The first test scene we used is an ArchViz test file created by Epic. This scene is a fantastic example of an architectural workflow. It features high-resolution materials, as well as relying on ray tracing features. The main problem with this scene is that when running at 4k with ray tracing enabled, it takes over 18GB of VRAM. This would cause any system with less than 16GB of VRAM to crash. Even if the video card in question has enough VRAM, it would at best get about 3 frames per second. At that low of a frame rate, the internal scripts would actually fail. The script is created to run for three minutes, count how many frames were rendered, then calculate the average FPS. However, if the FPS dropped too low, it would end up taking longer than three minutes and always return an average of 2.5FPS.
So what is the solution? Instead of editing every material, object, and rendering setting, I’m going to shift the focus to rasterized, and add the new GPU lightmass baking. This is still a very standard ArchViz workflow. The GPU lightmass produces excellent results, pretty close to ray tracing quality, while getting rasterized performance. Many people in various industries are really looking forward to this tool.
The next scenes are Megascans Apartment and Goddess Temple, created by Quixel and Epic. These float between something a higher end game may see, or a virtual production, or a cinematic render. These were previously only used for ray tracing, but now I’m going to add a rasterized pass to them as well. Just wanted to get another data point for rasterize performance. The other scene that I used for rasterize testing is the Virtual Studio, however, that is a basic enough scene that is often CPU limited, which skews the results.
Also with these scenes, I’d like to reintroduce the Cinematic Rendering. Previously, the Apartment scene would take roughly 3:30 for any video card to render the cinematic. Meanwhile, the Temple scene would crash any card with less than 16GB or VRAM. I’m hoping the improvements in 4.26 will make this a useful test again.
Lastly, is the Virtual Studio. This is a fairly basic scene representative of what you might see in a news or sports broadcast. The biggest problem here is that with ray tracing off, it is easily topping 200+ FPS and being bottlenecked by the CPU. This makes all video cards report virtually the same FPS.
So I’m going to drop the rasterize tests and only run this with Ray Tracing enabled. Depending on how long the overall test is taking I may add a GPU lightmass bake into here as well. This one may also be on the chopping block altogether. I originally included it because it is set up to accept an NDI video input with live greenscreen. However, this actually causes very little overhead.

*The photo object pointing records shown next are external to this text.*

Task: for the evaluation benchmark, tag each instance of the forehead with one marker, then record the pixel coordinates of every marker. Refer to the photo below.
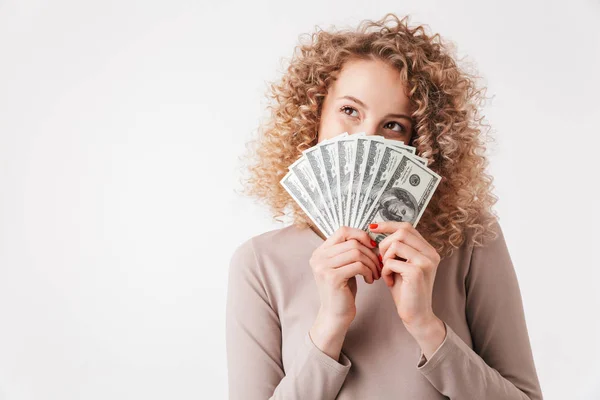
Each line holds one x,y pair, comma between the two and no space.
374,82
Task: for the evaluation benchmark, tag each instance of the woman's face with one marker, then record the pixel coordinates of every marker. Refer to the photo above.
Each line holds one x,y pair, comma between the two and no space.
368,96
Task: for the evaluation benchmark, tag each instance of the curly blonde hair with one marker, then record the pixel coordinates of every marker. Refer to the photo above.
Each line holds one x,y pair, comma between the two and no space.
447,130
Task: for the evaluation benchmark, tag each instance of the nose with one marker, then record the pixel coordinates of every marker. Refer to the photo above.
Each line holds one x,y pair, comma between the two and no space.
369,130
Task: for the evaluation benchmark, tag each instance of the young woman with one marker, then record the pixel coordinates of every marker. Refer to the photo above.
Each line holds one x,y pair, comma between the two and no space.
449,320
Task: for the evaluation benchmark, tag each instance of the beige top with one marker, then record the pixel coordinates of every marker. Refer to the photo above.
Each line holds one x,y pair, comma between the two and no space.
272,302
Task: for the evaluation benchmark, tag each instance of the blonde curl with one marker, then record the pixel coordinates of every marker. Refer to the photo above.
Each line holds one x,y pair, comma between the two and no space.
447,131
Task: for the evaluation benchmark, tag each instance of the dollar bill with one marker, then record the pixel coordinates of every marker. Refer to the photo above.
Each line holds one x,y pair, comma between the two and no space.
346,148
292,185
315,160
360,164
385,168
405,195
309,182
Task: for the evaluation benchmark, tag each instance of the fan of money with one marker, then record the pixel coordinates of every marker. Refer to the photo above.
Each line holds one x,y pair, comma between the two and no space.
355,180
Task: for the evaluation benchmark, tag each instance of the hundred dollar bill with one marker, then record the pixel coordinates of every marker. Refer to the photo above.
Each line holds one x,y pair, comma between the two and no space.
405,195
346,148
373,159
400,145
315,159
360,164
304,172
385,169
330,162
292,185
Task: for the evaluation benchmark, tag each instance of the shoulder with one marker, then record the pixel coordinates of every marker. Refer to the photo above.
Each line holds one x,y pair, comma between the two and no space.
266,247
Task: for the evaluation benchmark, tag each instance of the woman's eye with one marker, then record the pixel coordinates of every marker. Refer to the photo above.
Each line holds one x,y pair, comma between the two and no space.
401,127
344,108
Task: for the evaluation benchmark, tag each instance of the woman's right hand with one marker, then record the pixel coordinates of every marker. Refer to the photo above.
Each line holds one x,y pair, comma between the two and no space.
335,263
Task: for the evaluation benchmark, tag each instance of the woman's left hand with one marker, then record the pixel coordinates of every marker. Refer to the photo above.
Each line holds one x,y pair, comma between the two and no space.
410,278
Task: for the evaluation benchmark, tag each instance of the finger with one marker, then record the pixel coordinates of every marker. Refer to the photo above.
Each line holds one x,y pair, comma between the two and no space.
401,235
388,226
407,233
356,268
349,257
406,270
352,244
344,233
400,249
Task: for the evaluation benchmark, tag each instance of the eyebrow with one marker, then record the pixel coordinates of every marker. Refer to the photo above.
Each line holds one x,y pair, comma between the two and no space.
354,99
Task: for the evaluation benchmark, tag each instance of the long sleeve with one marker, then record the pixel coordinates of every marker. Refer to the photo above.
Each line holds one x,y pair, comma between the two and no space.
500,365
253,340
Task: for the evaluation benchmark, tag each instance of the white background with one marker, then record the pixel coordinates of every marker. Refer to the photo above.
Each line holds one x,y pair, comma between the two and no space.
121,124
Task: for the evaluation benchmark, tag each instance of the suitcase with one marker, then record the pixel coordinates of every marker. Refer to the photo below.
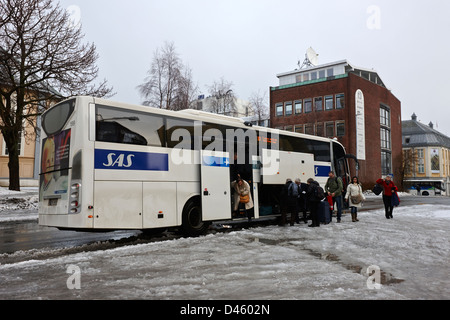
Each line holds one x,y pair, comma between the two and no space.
324,212
265,210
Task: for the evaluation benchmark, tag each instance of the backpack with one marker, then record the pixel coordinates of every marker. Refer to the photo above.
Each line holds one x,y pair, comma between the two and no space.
293,190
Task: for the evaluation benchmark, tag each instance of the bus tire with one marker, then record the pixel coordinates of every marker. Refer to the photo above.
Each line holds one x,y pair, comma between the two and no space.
192,223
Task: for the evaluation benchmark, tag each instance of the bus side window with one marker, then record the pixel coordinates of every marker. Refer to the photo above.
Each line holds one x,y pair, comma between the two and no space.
122,126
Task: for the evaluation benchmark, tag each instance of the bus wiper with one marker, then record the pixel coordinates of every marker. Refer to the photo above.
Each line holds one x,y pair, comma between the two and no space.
121,118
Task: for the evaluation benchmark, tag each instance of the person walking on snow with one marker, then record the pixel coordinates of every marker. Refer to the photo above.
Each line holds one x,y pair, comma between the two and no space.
333,188
355,197
389,189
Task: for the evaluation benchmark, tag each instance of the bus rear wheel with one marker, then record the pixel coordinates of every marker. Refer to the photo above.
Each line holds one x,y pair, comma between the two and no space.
192,224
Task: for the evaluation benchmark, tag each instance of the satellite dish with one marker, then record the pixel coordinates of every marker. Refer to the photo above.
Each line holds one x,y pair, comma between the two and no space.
311,58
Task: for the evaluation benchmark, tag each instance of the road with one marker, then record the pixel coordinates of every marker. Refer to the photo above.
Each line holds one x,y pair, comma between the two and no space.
28,235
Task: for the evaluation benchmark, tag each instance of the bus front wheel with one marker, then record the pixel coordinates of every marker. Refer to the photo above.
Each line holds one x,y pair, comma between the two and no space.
192,224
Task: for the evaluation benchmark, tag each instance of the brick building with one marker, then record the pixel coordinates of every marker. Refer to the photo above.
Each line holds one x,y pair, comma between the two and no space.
351,104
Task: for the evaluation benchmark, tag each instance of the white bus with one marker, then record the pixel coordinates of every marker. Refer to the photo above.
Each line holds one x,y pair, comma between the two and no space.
108,166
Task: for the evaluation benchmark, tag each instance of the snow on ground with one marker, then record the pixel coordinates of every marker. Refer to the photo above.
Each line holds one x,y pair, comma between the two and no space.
18,205
330,262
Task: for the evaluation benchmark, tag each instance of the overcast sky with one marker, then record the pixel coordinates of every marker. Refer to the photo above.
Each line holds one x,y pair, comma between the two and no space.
249,42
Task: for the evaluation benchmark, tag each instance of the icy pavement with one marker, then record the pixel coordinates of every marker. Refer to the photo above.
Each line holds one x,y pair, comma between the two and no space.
411,253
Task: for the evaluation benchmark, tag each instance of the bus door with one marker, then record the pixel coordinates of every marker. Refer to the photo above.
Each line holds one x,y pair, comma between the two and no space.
215,185
256,165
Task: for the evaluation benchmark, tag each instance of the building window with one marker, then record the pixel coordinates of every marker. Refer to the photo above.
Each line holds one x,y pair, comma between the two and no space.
340,128
340,101
386,163
385,137
319,129
298,106
420,161
288,108
329,103
279,109
330,72
308,105
329,129
318,103
321,74
385,119
309,129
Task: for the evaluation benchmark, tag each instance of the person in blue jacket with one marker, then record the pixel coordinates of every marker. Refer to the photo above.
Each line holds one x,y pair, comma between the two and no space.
389,191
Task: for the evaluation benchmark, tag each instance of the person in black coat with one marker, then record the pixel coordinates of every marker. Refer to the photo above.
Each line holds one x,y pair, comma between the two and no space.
302,202
313,202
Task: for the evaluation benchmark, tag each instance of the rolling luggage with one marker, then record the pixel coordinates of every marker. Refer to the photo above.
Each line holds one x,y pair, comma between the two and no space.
324,212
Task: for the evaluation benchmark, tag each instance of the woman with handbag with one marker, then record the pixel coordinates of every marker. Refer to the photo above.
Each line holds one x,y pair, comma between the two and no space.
355,197
242,196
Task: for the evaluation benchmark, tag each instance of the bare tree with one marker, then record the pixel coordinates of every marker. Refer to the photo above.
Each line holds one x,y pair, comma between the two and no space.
42,59
258,103
169,83
224,102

In the end, there will be three rasterize passes, three ray trace passes, two cinematic renders, and one or two GPU Lightmass bakes. These changes should give a much more accurate and reliable result to our testing.
This only covers the GPU portion. There is still some work to be done with the CPU portion of the benchmark. Some of that, such as code compiling, takes a significant amount of time on lower end CPUs, so some decisions need to be made on what is worth testing. CPU is also a little complicated because depending on what you do, it could be a major bottleneck, or something you don't really run into.